Les Gatinois craignent davantage les gangs de rue que leurs voisins ottaviens, selon le plus récent sondage Segma/Radio-Canada. Face à la présence grandissante des gangs de rue à Ottawa et Gatineau, 43 % des 500 personnes sondées à Gatineau craignent pour leur sécurité.

C'est 7 % de plus que les 500 résidents d'Ottawa sondés, alors que leur niveau de crainte se situe à 36 %.

Une escouade antigang est en place au Service de police de Gatineau (SPVG) pour s'attaquer au problème, qui est bien réel, malgré une couverture médiatique moins importante qu'à Ottawa.

Les agents ont à l'œil les membres de ces gangs, surtout pour les dossiers impliquant de la violence, des armes à feu et des activités criminelles, aux dires de l'enquêteur chef, division des enquêtes criminelles de SPVG, Marc Leduc. Ce dernier affirme que la population n'a rien à craindre.

« Eux autres, ils cherchent à faire de l'argent, dans tous les domaines où ils peuvent faire de l'argent d'une façon criminelle », poursuit l'enquêteur.

Sentiment de sécurité « relativement bon »

De son côté, la criminologue Maria Mourani se réjouit de voir les résultats du sondage.

L'ancienne députée estime que la présence policière sur le territoire peut aider à renforcer l'impression de sûreté. « À partir du moment que le citoyen sent qu'on s'occupe du problème, il va avoir un certain sentiment de sécurité même s'il y a des gangs de rues. »

Par ailleurs, Mme Mourani croit que les résultats auraient pu changer, si le sondage avait été fait dans des quartiers ciblés. « Il aurait été intéressant de regarder voir si les gens se sentent plus en sécurité dans des zones où il n'y a pas de gangs de rue. »

« À partir du moment où ce n'est pas dans notre cours, mais qu'on en entend parler.

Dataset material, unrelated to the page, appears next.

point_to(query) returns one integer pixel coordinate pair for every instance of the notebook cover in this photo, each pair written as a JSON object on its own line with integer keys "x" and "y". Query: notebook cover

Ça ne nous fait pas nécessairement peur dans notre quotidien », assure la criminologue.

Deux formes de comportements sont souvent perçues chez les résidents de quartiers où il y a beaucoup d'activités policières, croit-elle. « Il y a celui d'avoir peur, et celui de l'habitude. On développe une habitude, une espèce de banalisation. Ça devient presque banal de vivre sur ce genre de territoire là où il y a des gangs. »

À Ottawa, une escouade est présente et très sollicitée. Un nombre record de 49 fusillades a même été enregistré dans la capitale fédérale en 2014, très souvent liées aux gangs de rue.